View on GitHub

VIS

Project Summary

download .ZIPdownload .TGZ

Update (M3) for quick viewing, will be integrated into the rest afterwards - PDF

Current Visualization

The current visualization (pictures in the presentation) implements the Squarified-FoamTree-Layout in which the clusters size represents its amount of subclusters. The clusters to the top left are the biggest and get progressively smaller towards the bottom right. Small clusters indicate that only very few clusters were similar and therefore are outliers.
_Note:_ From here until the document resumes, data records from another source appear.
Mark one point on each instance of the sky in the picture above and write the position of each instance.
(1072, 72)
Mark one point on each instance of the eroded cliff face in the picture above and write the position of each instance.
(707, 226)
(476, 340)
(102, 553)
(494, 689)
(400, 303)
The users are able to pan and zoom the viewport my using the mouse and mousewheel respectively. Double-clicking, clicking the plus-button or zooming in on a cluster triggers a inspection of that cluster. A swift transition occurs in which the cluster gets bigger until its bigger than the screen and becomes transparent in the process, revealing its child clusters.

The child clusters are layed out in the same way the parent clusters were and also the same control scheme applies. It is also possible to inspect a specific child cluster, which makes this process recursive. If the user zooms out far enough until a certain threshold is hit and the cluster only occupies a certain percentage of the screen, the parent clusters will be shown again and the same transition as before occurs, just in reverse. To go back one layer the user can also click the minus-button.

Prototype

Not included in the new visualization design were the parameter pane and comparison pane, because both did not change at all. The parameter pane allows the user to enter a range of parameters, displays the distribution of the data and allows for filtering by adjusting the sliders.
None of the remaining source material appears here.